The 915G’s integrated graphics seems to be an improvement, but the graphics driver needs work in order to make the GMA’s claim of DirectX 9 support seem credible. For what it will be asked to do, the GMA 900 should be just fine. Just don’t ask it to run Far Cry.
The rest of the changes to the PC platform are a little harder to quantify. I need to play with High Definition Audio a little more using a proper 5.1 or 7.1 surround sound system and a high-quality audio source before I feel qualified to pronounce it a complete success, but it’s at least decent. I’m a little shocked how capable Realtek’s ALC880 codec turned out to be. Eight channels of 24-bit, 192KHz audio is a heckuva new baseline for PC audio capabilities.
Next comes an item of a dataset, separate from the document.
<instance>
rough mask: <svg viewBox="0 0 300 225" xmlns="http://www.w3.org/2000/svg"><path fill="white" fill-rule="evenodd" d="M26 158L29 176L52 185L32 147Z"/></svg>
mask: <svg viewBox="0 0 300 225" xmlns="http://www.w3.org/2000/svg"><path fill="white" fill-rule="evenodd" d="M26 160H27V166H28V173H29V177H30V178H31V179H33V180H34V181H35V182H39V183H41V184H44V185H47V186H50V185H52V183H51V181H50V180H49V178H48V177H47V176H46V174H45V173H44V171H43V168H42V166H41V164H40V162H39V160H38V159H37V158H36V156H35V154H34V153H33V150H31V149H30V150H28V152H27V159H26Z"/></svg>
So what should we make of the whole package, including Intel’s new LGA775 Pentium 4 Prescott processors? Well, right now, the AMD64 platform seems to have the lead in terms of overall CPU performance, gaming performance, and memory performance, despite the arrival of PCI Express and DDR2 memory. The Athlon 64 has power consumption and thermal characteristics superior to any system based on an LGA775 processor. Also, the Athlon 64 unambiguously has support right now for 64-bit operating systems and applications as they become available. All in all, no small set of advantages.
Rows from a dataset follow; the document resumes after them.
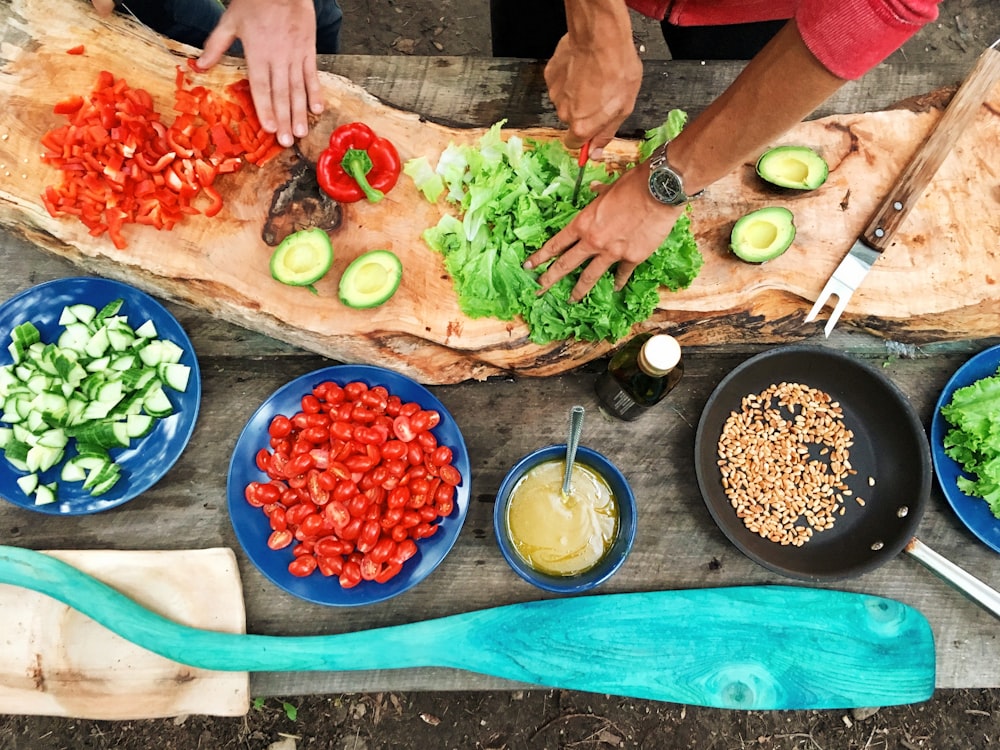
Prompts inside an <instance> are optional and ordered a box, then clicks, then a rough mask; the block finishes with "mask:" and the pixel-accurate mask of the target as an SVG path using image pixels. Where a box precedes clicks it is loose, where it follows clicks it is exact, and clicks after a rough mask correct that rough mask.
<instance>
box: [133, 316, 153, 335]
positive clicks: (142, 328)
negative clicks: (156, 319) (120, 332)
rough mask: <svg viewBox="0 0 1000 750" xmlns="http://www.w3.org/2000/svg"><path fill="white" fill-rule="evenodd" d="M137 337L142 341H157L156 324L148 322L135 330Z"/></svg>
mask: <svg viewBox="0 0 1000 750" xmlns="http://www.w3.org/2000/svg"><path fill="white" fill-rule="evenodd" d="M135 335H136V336H137V337H138V338H141V339H155V338H156V324H155V323H154V322H153V321H151V320H147V321H146V322H145V323H143V324H142V325H141V326H139V327H138V328H136V329H135Z"/></svg>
AMD also seem to have a big advantage in terms of product availability at the high end of the market. As of today, I couldn’t find a single Pentium 4 3.4E listed for sale on PriceWatch, and here we are reviewing a 3.6GHz model. Craziness. Intel needs to launch silicon, not paper.
However, with the 915 and 915X Express chipsets, Intel has innovated mightily in ways that deliver a better overall user experience and a better overall PC platform. Of course, everyone will benefit from some of these changes, including Athlon 64 buyers, once competent PCI Express chipsets arrive for the Athlon 64. But Intel’s implementation of all these new technologies is here now, seems reasonably solid, and is poised to become the new PC platform standard over the next six to twelve months. Taken together, all these improvements add up to a pretty compelling argument for 915/925X-based systems, assuming they’re sufficiently available. I’m cautiously optimistic, and I’m intrigued to start reviewing new 915/925X motherboards, higher performance DDR2 DIMMs, and PCI Express graphics cards. That optimism may turn into an all-out recommendation, especially if Intel can turn on its 64-bit extensions and get its CPU heat problems reined in a bit.